Je restais là, encore un instant, une âme éraflée, mise en scène, ballotée par le vent de la fatalité et tenant encore debout, par une magie inexplicable. Je restais là, encore un instant, un corps fumant de toutes parts mais rêvant déjà de la cigarette suivante. Comme si cela suffisait à présent.

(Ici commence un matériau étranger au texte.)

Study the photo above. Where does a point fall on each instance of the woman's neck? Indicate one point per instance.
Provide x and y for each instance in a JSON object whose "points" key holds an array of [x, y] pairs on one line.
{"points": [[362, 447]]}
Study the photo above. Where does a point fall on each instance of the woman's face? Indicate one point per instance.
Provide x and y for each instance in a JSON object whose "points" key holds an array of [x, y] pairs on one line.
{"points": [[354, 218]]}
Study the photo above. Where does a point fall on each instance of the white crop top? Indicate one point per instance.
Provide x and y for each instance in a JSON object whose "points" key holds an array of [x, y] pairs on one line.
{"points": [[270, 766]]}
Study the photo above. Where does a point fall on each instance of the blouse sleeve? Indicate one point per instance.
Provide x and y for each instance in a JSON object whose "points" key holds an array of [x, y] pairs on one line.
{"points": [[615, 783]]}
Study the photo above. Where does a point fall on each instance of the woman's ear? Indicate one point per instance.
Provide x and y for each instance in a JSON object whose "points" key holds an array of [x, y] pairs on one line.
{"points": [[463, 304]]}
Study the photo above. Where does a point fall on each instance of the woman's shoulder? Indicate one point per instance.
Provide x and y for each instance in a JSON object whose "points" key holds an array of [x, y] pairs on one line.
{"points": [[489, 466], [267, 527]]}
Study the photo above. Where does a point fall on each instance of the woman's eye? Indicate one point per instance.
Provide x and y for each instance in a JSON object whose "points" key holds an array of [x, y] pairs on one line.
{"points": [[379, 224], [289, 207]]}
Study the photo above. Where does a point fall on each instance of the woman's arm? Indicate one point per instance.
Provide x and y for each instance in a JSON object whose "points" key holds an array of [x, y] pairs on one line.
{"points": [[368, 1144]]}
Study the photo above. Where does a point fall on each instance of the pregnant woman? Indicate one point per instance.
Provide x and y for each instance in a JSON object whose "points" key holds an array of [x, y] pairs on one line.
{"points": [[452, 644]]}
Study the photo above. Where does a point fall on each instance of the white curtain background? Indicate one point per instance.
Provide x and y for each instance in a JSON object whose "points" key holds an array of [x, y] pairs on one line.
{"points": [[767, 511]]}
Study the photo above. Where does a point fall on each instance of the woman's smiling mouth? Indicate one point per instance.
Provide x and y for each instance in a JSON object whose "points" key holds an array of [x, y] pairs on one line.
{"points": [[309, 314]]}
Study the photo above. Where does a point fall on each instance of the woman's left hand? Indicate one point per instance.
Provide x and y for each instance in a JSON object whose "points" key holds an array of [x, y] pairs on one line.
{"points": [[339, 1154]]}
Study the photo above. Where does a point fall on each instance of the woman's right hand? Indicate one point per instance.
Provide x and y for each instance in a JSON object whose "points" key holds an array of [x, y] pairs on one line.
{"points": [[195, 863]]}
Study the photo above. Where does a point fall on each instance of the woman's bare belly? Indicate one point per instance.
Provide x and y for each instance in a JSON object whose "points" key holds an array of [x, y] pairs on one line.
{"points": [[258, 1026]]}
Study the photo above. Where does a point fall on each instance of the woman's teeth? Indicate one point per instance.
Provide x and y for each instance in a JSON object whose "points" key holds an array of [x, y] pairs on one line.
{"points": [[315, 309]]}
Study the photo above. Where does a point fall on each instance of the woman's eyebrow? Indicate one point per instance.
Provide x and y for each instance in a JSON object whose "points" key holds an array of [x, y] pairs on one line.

Je restais là, encore un instant, quelques minutes peut-être, avant qu’une aide-soignante ne s’arrête à mes côtés pour m’adresser quelques mots qu’elle dût répéter une seconde fois face à mon mutisme. « J'en sors, vous pouvez y aller. » m’entendis-je répondre simplement finalement, voyant qu’elle s’apprêtait à rejoindre la chambre que nous venions de quitter. « Appelez-moi s’il y a quoi que ce soit. » Et je partis, déjà, un esprit se refermant doucement sur lui-même comme il l’avait appris à le faire par le passé, comme il le faisait, toujours, se piégeant et se libérant ainsi en même temps sans qu’il ne sache en supporter le paradoxe.